Keep the number of celebrations that offer food to a minimum and offer no more than two or three different food items and water. Focus on preparation and trying new foods. Here are a few Policy, System and Environmental change (PSE) examples for healthy classroom celebrations.

  • Encourage parents to provide fruits, vegetables and whole grain snacks for classroom events. Provide parents with a “wish list” of healthy celebration food items:
    • Fresh fruit kabobs
    • Vegetable trays with hummus or low-fat dip
    • Fruit smoothies
    • Grapes (for older children)
    • Baby carrots
    • Low-fat or non-fat yogurt or yogurt parfaits
    • Low-fat cheese or string cheese
    • Whole grain crackers
    • Baked tortilla chips and salsa
    • Light or low-fat popcorn
    • Dried fruit
    • Low-fat granola bars
    • Pretzels
    • Strawberry Angel Cake
  • Offer suggestions for non-food celebrations:
    • Consider extra recess or extending recess time.
    • Play indoor games of the children’s choosing.
    • Take the children on a field trip.
    • Turn on music and have a dance party.
    • Take a walk outside and invite the principal to lead the class.
    • Have a food group parade and march around the school. Coordinate this with items served in the cafeteria or a classroom tasting.
    • Make an art or craft project.
    • Plan stations that include games, crafts and physical activity. Celebrate holidays by exploring customs and healthy foods from other cultures, especially the ones that reflect the backgrounds of the families you work with.
  • Celebrate the birthday child without food:
    • Ask the birthday child to be the line leader for the day.
    • Invite the birthday child to be the first to do each classroom activity.
    • Have the birthday child be the teacher’s assistant for the day.
    • Allow the birthday child to create their own special hat or banner to wear for the day.
    • Celebrate non-school day birthdays at the beginning and end of the school year.
    • Invite the parent or grandparents to be a special guest. Have them read a book or do a fun activity.
  • Opportunities for families to acknowledge the birthday child:
    • Donate a book to the school or classroom library in honor of a child’s birthday or special event. Print their name and date on the books inside front cover.
    • Donate physical activity classroom equipment such as jump ropes, soccer balls, hula hoops or DVD’s.
  • Invite a “special guest” to spend classroom time interacting with the students as a reward. The “special guest” can be the cafeteria supervisor, school principal, or a community partner who will share their healthy behavior story.
    • The special guest can read aloud the selected celebration book.
    • The special guest can lead physical activities in the gym or the classroom.
  • Consider having students create edible “food art” for classroom celebration and post photos of their artwork around the classroom and school to share their artistic designs.

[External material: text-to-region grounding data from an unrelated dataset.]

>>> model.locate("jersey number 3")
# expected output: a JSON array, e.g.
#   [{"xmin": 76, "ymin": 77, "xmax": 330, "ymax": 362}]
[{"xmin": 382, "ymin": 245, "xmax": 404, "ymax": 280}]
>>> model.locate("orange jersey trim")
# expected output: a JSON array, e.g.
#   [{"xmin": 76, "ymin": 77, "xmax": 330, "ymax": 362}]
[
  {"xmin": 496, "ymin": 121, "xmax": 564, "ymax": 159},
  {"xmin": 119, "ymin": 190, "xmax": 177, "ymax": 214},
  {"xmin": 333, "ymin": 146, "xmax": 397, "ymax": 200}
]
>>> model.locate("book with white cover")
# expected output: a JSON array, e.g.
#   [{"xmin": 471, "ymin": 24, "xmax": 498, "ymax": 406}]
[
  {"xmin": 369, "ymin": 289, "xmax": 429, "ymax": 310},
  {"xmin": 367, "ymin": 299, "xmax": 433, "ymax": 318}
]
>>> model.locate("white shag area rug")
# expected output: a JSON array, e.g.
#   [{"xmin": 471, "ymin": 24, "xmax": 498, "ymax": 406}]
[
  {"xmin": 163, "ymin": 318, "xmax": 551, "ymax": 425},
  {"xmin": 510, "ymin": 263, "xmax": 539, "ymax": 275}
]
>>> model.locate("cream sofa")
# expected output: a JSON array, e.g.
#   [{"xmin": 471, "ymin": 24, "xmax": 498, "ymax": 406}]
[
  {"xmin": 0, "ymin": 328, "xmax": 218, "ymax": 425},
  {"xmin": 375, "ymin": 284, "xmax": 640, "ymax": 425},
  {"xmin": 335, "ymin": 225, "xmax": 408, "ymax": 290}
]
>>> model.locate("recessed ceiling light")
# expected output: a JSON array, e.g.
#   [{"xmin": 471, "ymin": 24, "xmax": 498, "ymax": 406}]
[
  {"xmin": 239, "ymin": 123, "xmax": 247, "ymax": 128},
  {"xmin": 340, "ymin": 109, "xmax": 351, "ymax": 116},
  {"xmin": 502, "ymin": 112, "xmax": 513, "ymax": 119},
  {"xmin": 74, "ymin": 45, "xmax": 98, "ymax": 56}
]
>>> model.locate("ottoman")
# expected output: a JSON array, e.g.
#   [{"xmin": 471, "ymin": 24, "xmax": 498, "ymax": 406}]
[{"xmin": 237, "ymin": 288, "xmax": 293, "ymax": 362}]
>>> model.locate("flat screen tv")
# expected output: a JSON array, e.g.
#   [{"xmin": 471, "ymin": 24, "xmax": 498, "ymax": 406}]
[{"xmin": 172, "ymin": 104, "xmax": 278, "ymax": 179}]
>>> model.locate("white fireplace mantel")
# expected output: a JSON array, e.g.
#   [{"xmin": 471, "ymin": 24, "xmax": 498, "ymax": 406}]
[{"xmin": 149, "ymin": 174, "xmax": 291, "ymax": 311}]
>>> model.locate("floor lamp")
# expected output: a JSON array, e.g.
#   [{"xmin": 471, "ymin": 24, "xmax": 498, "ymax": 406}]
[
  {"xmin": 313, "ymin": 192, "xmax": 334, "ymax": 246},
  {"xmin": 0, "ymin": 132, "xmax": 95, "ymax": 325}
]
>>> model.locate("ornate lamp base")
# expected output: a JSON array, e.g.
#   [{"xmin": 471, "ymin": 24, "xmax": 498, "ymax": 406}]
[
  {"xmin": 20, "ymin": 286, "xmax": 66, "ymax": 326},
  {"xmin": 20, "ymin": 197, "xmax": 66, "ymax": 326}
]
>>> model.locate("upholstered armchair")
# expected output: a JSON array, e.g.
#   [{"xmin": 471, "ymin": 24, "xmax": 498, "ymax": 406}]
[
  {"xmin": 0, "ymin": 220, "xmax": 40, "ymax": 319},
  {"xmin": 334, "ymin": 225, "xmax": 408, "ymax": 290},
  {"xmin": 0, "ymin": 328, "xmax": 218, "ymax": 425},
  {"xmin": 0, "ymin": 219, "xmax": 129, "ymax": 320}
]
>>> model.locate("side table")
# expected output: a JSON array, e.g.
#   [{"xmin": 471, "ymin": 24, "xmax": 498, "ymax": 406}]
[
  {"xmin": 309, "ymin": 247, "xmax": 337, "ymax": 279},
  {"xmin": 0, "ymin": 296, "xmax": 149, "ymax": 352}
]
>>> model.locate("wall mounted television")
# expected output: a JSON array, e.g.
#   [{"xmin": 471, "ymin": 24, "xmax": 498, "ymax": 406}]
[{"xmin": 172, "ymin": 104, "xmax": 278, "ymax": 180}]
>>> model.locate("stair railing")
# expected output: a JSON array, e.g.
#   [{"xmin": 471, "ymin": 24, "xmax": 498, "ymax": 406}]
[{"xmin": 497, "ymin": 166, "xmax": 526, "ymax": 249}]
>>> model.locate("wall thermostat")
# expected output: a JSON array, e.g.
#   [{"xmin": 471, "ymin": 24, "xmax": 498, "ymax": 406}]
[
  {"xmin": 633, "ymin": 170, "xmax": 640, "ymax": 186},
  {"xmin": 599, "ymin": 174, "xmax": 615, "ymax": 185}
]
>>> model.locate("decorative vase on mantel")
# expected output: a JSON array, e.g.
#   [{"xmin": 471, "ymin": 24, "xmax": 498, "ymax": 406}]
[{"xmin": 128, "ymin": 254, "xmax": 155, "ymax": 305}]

Encourage students to be involved in the planning and preparation of classroom celebrations:

  • Ask students to make decorations
  • Allow students to select games
  • Poll the students and let them decide if there will be food at the celebration.
  • Ask students to vote on a special project or guest to invite to the celebration.
  • Encourage students to determine healthy celebration ideas.
  • Help students create a “healthy classrooms celebrations guide” to share with their families.
  • Involve the students in food preparation (such as chopping vegetables) or setting the table.

Classroom celebrations with movement/physical activity:

  • Play music and teach the children how to salsa, tango, do the box step and other dances.
  • Demonstrate simple yoga positions and have the children follow along.
  • Read a book aloud and have children act out parts of the story as it is being read.
  • Lead a class walk around the school and have children point out signs of the season – leaves turning colors, grass being mowed, etc.
  • Invite the principle and other school staff to join in the celebration!

Classroom celebrations – beverage suggestions:

  • Offer water at all classroom celebrations
  • Serve low-fat or non-fat milk
  • For something special:
    • Offer water with slices of lemon, lime, orange or cucumber
    • Offer seltzer water
    • Make our Fizzy Fruity Water
  • Include your fellow classroom teachers in your efforts to create a healthy classroom environment by sharing ideas, successes and discussing challenges. With more teachers promoting healthy celebrations in their classroom, it can create a school-wide effort/ impact.
  • Share healthy classroom information with families of students through school blogs or web sites or other social media, newsletters and bulletin boards. Create awareness during parent-teacher meetings and other school family activities.
    • Send home a quarterly newsletter with classroom snack ideas.
    • Share the classroom celebration guideline and schedule with families of students.
  • Classroom celebrations with healthy food options should follow the policies established by the local school system and meet USDA Smart Snack Standards.